Take for instance the early highlight in the form of the opening song “Mortification of My Legacy”: Following a somewhat unassuming start, the band launches into a no-holds barred rampage at the 2:09 mark, alternating between brief slower breaks and moments of acceleration transitioning into a series of disorienting riffs leading into a heaving lurch starting around the five-minute mark, interspersed with sudden fret board runs before the pummeling increases from 6:25 onwards, sprinkled with tasty details such as skipped chords and mournful lead melodies with hints of epic confidence.
Somewhat unusual to the sub-genre, Voidthrone does not shy away from introducing a morbid playfulness with a, dare I say, funky groove and snappy twang. No doubt this is thanks to the prowess and songwriting influence of Austin Schmalz which is gained playing bass in the funk/jazz band Topless Pit. His bass growls, bends and bounces with authority, and together with drums provides a rugged backbone for the ensuing annihilation that levels city blocks.
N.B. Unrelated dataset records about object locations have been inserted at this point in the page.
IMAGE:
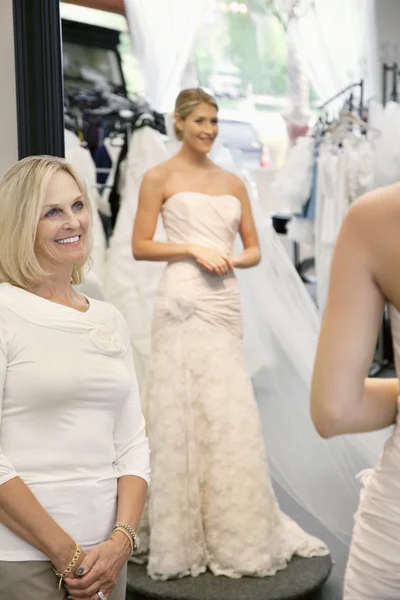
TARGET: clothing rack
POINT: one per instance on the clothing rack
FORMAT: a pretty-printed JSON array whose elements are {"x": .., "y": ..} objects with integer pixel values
[
  {"x": 350, "y": 101},
  {"x": 394, "y": 70},
  {"x": 384, "y": 351}
]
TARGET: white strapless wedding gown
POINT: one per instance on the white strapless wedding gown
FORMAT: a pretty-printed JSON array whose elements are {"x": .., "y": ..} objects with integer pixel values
[
  {"x": 211, "y": 503},
  {"x": 373, "y": 569}
]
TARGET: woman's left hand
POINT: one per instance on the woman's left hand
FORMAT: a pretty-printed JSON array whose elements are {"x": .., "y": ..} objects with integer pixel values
[{"x": 102, "y": 566}]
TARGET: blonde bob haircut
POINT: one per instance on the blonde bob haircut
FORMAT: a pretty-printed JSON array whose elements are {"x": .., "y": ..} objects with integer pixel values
[
  {"x": 22, "y": 193},
  {"x": 187, "y": 101}
]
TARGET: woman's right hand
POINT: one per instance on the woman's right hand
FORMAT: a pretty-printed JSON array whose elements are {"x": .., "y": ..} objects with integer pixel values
[{"x": 211, "y": 259}]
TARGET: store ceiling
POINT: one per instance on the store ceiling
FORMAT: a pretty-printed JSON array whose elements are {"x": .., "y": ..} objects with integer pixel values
[{"x": 115, "y": 6}]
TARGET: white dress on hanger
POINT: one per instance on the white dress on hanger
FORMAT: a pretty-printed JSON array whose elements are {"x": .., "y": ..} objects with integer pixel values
[
  {"x": 344, "y": 174},
  {"x": 131, "y": 285},
  {"x": 373, "y": 569}
]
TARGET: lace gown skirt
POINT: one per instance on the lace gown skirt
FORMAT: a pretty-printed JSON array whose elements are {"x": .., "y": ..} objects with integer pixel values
[{"x": 211, "y": 501}]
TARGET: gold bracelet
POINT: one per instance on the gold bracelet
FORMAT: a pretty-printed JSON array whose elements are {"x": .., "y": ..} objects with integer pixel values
[
  {"x": 128, "y": 535},
  {"x": 78, "y": 552},
  {"x": 129, "y": 529}
]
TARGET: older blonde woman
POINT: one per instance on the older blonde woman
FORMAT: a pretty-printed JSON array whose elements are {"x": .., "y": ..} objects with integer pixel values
[{"x": 74, "y": 461}]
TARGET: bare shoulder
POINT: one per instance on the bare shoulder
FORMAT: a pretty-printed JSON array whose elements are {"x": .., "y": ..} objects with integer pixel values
[
  {"x": 156, "y": 175},
  {"x": 371, "y": 234},
  {"x": 376, "y": 214}
]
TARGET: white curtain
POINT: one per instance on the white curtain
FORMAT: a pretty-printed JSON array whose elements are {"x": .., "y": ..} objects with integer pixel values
[
  {"x": 163, "y": 33},
  {"x": 338, "y": 43}
]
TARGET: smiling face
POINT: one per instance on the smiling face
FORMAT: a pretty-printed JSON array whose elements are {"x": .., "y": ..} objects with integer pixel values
[
  {"x": 62, "y": 235},
  {"x": 200, "y": 128}
]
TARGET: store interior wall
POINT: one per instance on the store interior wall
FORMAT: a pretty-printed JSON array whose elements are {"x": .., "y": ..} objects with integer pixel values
[
  {"x": 8, "y": 112},
  {"x": 388, "y": 26}
]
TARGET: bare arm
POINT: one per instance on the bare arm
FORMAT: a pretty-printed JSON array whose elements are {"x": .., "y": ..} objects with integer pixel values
[
  {"x": 251, "y": 254},
  {"x": 150, "y": 201},
  {"x": 343, "y": 399}
]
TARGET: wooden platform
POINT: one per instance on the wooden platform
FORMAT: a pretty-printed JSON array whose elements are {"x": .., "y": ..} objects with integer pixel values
[{"x": 300, "y": 578}]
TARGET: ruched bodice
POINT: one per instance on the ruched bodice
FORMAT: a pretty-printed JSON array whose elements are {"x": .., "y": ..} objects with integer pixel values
[
  {"x": 187, "y": 288},
  {"x": 203, "y": 219},
  {"x": 373, "y": 570}
]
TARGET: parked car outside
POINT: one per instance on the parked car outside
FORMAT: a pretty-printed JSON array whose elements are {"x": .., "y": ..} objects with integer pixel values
[{"x": 240, "y": 137}]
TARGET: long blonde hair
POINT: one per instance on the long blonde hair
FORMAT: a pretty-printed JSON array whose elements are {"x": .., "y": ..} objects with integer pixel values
[
  {"x": 22, "y": 192},
  {"x": 187, "y": 101}
]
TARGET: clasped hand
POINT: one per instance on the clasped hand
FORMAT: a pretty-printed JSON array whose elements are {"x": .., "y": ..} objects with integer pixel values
[
  {"x": 213, "y": 260},
  {"x": 102, "y": 566}
]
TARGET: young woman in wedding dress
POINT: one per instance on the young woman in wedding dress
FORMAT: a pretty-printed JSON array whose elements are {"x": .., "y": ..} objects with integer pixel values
[
  {"x": 365, "y": 274},
  {"x": 211, "y": 500}
]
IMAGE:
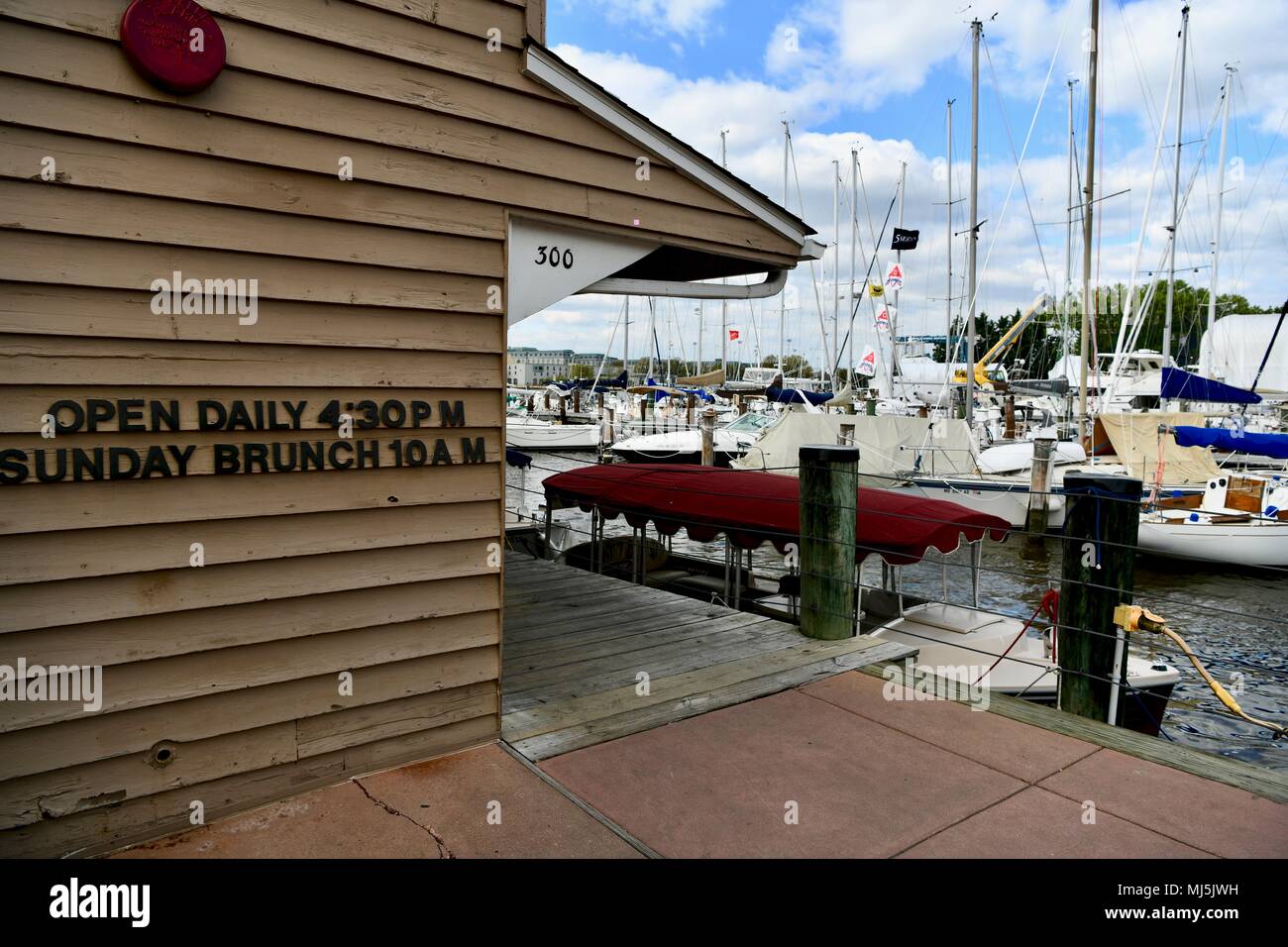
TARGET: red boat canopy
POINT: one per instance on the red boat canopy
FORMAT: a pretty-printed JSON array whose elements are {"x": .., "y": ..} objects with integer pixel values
[{"x": 752, "y": 508}]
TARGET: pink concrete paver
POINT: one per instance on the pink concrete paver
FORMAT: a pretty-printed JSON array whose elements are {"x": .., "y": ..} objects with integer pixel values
[
  {"x": 455, "y": 796},
  {"x": 333, "y": 822},
  {"x": 721, "y": 784},
  {"x": 1017, "y": 749},
  {"x": 436, "y": 809},
  {"x": 1035, "y": 823},
  {"x": 1218, "y": 818}
]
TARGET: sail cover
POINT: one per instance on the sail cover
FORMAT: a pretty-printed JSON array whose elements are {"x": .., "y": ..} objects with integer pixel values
[
  {"x": 754, "y": 508},
  {"x": 1234, "y": 441},
  {"x": 1183, "y": 384}
]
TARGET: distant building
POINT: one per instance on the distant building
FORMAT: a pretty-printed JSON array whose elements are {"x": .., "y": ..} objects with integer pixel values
[{"x": 528, "y": 367}]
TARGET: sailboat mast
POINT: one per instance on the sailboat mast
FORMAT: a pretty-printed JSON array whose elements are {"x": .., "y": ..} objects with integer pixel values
[
  {"x": 1068, "y": 222},
  {"x": 1176, "y": 196},
  {"x": 836, "y": 262},
  {"x": 652, "y": 335},
  {"x": 854, "y": 248},
  {"x": 782, "y": 298},
  {"x": 1220, "y": 195},
  {"x": 724, "y": 303},
  {"x": 975, "y": 29},
  {"x": 948, "y": 253},
  {"x": 898, "y": 260},
  {"x": 1087, "y": 189},
  {"x": 700, "y": 333}
]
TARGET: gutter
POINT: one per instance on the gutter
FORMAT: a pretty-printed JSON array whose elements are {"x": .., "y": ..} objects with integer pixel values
[{"x": 614, "y": 286}]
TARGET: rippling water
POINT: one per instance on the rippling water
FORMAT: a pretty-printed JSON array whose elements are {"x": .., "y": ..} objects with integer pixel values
[{"x": 1237, "y": 624}]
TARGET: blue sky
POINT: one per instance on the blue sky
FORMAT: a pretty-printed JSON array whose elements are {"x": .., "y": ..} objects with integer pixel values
[{"x": 876, "y": 73}]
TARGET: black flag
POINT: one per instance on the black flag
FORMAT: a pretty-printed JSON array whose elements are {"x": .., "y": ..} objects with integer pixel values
[{"x": 905, "y": 240}]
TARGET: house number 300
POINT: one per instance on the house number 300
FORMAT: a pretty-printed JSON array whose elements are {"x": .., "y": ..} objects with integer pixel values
[{"x": 554, "y": 258}]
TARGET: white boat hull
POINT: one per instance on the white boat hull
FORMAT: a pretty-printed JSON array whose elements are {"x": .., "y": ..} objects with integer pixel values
[
  {"x": 537, "y": 436},
  {"x": 1232, "y": 544}
]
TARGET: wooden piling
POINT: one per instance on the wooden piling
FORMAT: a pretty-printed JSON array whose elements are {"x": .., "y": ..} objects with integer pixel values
[
  {"x": 1039, "y": 488},
  {"x": 1102, "y": 523},
  {"x": 828, "y": 497},
  {"x": 708, "y": 437}
]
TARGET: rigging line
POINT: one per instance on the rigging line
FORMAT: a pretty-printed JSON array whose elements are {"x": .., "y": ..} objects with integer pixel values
[
  {"x": 868, "y": 274},
  {"x": 1010, "y": 191},
  {"x": 818, "y": 299},
  {"x": 1010, "y": 141},
  {"x": 1252, "y": 191},
  {"x": 1120, "y": 348},
  {"x": 1141, "y": 77},
  {"x": 1024, "y": 151},
  {"x": 1181, "y": 206}
]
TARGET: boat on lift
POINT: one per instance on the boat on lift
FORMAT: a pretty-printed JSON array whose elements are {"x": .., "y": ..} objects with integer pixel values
[
  {"x": 966, "y": 643},
  {"x": 537, "y": 434},
  {"x": 1239, "y": 519}
]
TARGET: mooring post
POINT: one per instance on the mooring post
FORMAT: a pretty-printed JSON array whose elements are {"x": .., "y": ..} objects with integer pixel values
[
  {"x": 1102, "y": 523},
  {"x": 1039, "y": 487},
  {"x": 828, "y": 514},
  {"x": 708, "y": 437}
]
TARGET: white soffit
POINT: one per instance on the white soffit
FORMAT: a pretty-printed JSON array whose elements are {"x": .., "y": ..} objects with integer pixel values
[
  {"x": 546, "y": 68},
  {"x": 548, "y": 263}
]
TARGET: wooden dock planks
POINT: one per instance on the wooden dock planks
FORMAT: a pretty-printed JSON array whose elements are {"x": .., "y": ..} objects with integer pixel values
[{"x": 570, "y": 663}]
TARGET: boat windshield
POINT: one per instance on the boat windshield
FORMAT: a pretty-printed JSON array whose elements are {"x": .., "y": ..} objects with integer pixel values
[{"x": 750, "y": 424}]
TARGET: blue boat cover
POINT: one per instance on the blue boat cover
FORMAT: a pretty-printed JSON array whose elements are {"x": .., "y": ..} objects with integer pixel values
[
  {"x": 795, "y": 395},
  {"x": 1227, "y": 440},
  {"x": 1183, "y": 384}
]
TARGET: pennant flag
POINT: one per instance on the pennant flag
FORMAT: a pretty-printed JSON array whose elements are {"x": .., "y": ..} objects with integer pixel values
[
  {"x": 905, "y": 240},
  {"x": 894, "y": 277},
  {"x": 867, "y": 365}
]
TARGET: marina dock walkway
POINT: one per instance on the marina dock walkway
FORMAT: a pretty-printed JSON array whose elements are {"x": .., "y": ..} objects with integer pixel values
[
  {"x": 755, "y": 742},
  {"x": 587, "y": 657}
]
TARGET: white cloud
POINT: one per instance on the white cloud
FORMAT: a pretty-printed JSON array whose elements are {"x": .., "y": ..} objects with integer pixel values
[
  {"x": 851, "y": 58},
  {"x": 687, "y": 18}
]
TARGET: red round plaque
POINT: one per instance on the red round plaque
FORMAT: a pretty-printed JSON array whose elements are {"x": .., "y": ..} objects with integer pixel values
[{"x": 174, "y": 44}]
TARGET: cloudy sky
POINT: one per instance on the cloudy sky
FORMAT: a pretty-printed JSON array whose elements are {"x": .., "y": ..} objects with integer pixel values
[{"x": 875, "y": 76}]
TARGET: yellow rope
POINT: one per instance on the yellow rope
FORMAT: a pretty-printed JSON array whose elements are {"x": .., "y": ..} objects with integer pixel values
[{"x": 1133, "y": 617}]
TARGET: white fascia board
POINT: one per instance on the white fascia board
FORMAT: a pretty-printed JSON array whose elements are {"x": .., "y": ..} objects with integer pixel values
[{"x": 558, "y": 77}]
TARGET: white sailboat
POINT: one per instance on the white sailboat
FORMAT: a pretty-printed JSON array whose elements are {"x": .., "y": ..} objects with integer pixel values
[{"x": 1241, "y": 519}]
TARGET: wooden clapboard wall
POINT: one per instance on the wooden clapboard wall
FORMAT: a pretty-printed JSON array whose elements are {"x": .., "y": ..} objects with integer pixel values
[{"x": 374, "y": 287}]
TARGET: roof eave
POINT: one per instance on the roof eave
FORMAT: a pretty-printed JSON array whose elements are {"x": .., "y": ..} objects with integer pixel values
[{"x": 553, "y": 72}]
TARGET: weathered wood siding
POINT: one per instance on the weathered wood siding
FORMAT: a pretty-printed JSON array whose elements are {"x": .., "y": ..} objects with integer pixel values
[{"x": 374, "y": 287}]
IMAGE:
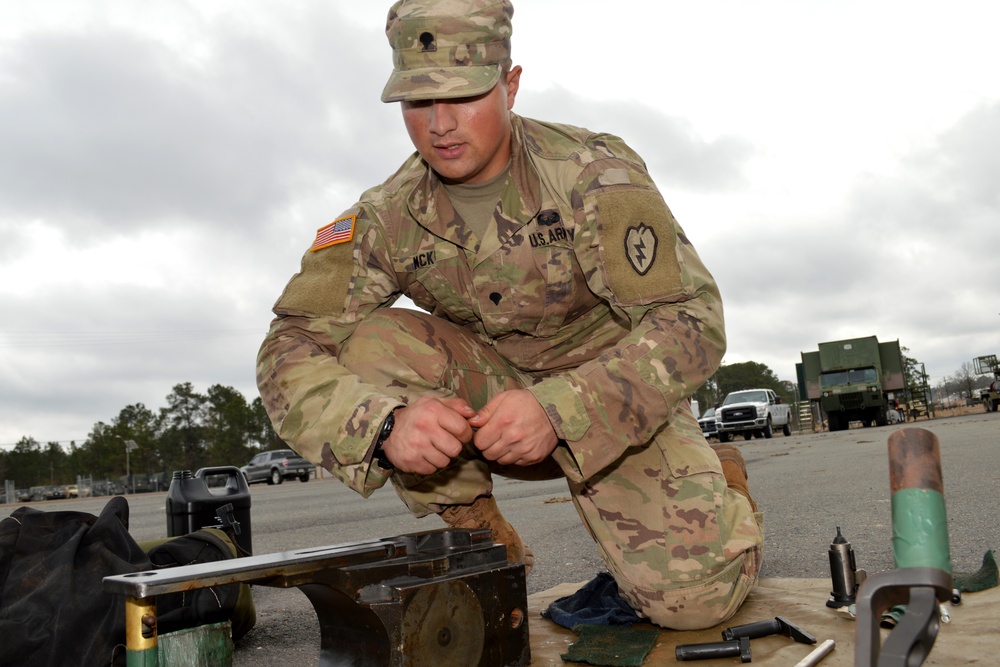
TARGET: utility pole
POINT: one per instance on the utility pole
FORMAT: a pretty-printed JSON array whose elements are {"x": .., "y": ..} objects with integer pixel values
[{"x": 129, "y": 446}]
If I happened to harbor initial doubts regarding the maturity and chops these gents already possess, those were swept away immediately upon realizing that the songs feel way more compact and cohesive than the nine-minute run-time of each of the first three songs would imply. This is how you should write complex, lengthy songs.
It is truly rare that a band representing a sub-genre I’ve usually de-prioritized shatters my deep-seated preconception and childish aversion. Voidthrone is currently writing its sophomore album scheduled for release later this year. The band recently recruited Mac Boyd as second guitarist and considering his background playing powerviolence in Dad Jazz, his arrival should inject another dose of brutal intensity in Voidthrone’s sonic palette. Personally, I am already awaiting their upcoming tour de force with bated breath.